Travaux préparatoires :
1. Relire La Perspective Nevsky.
2. -Déterminer la composition de la nouvelle.
-Lecture des deux descriptions de la Perspective Nevsky
-p. 113-119 : selon quel principe est organisée cette description ? quelles en sont les principales figures de style ?
-p. 148-149 : comparer cette description à la précédente.
3. Lecture de la description de Kolomna : selon quel principe est-elle organisée ?

I Historique

Pétersbourg a été fondée par Pierre le Grand (1672-1682-1725) ; le transfert de la capitale (à la place de Moscou) a eu lieu en 1712-1713
-construction extrêmement volontariste sur une étendue de marais ; chantier gigantesque qui provoqua des milliers de mort ; objectif de Pierre le Grand : " créer une fenêtre de la Russie sur l'Europe " :
Pétersbourg est un défi à la fois du point de vue de l'histoire (s'oppose à Moscou, à la tradition russe, à l'organisation du territoire) et du point de vue de la géographie (conditions naturelles très défavorables, ville excentrée, ville frontalière)
-volonté de créer une ville européenne non seulement dans son architecture mais aussi dans son fonctionnement social (bureaucratisation, vêtements occidentaux, obligation de se raser (cf. le personnage du barbier dans " Le Nez ", modes européennes (vin, café, chocolat))
-le caractère paradoxal de cette ville donne lieu à deux mythes littéraires radicalement opposés :
-une première version célèbre la splendeur architecturale et fait de Pétersbourg le symbole du pouvoir étatique qui défie la nature et le cours de l'histoire ; le tsar Pierre le Grand est une sorte de Prométhée ou de dieu créateur (littérature " officielle " du XVIIIème siècle)
-une seconde version, dont on peut apercevoir les prémices dans " Le Cavalier de bronze " de Pouchkine (1831) (la capitale y apparaît certes majestueuse, mais aussi inquiétante et écrasante puisque Eugène sombre dans la folie), qui présente la capitale comme une ville étrangère, contre-nature, marquée par la malédiction originelle des milliers d'ouvriers morts pendant sa construction ; le tsar apparaît comme un sorte d'antéchrist (cf. la hantise du diable chez Gogol ainsi que le démon qui fait régner le mensonge sur la perspective Nevski, p. 149)

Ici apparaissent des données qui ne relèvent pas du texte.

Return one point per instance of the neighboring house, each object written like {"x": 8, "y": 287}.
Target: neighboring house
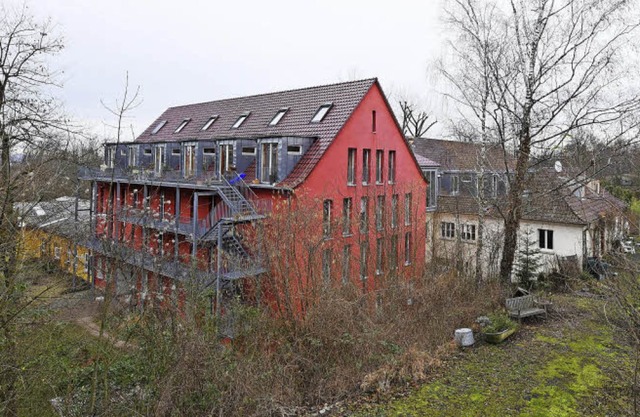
{"x": 56, "y": 230}
{"x": 567, "y": 215}
{"x": 192, "y": 186}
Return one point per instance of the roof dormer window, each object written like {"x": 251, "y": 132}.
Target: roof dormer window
{"x": 159, "y": 126}
{"x": 321, "y": 113}
{"x": 240, "y": 120}
{"x": 209, "y": 122}
{"x": 279, "y": 115}
{"x": 182, "y": 125}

II Le Pétersbourg de Gogol

1/ La transformation du mythe

-aucune mention du caractère somptueux de la ville, aucune référence aux palais ou aux cathédrales : deux mentions de monuments (l'Arc de triomphe de l'état-major, p. 148 ; la statue équestre de Pierre le Grand (le cavalier de bronze de Pouchkine), p. 34), toutes deux grotesques ; il s'agit donc d'une dégradation ironique du premier mythe de Pétersbourg
-la structure actancielle du " Manteau " reprend celle du " Cavalier de bronze " : le petit fonctionnaire / la Nature hostile (l'inondation-le froid) / l'Etat (le cavalier de bronze-le personnage important) / un désir (désir amoureux- désir du manteau) mais à la différence du poème de Pouchkine, le représentant de l'état n'est plus une incarnation de la puissance et de la majesté mais un homme fragile, peureux et vide, semblable au fond au petit fonctionnaire qu'il terrorise
Dans toutes les nouvelles de Gogol, Pétersbourg apparaît comme un lieu brumeux et inquiétant, à l'identité incertaine

2/ Les bas-fonds

Gogol se concentre uniquement sur les bas-fonds de Pétersbourg (pendant longtemps, la critique ne verra en lui que le fondateur du réalisme social russe):
-les personnages habitent des quartiers périphériques et défavorisés (île Vassili, Kolomna cf. plan Pétersbourg)
-Gogol n'hésite pas à décrire des réalités sordides, en particulier les escaliers des maisons Pétersbourgeoises (pp. 36, 69, 155...)
-surtout, Pétersbourg n'est l'occasion d'aucune description proprement dite mais apparaît comme un univers répétitif et décoloré, fait de ministères et de bureaux sans visage (p. 120 : " tout est plat, pâle, humide, brumeux ")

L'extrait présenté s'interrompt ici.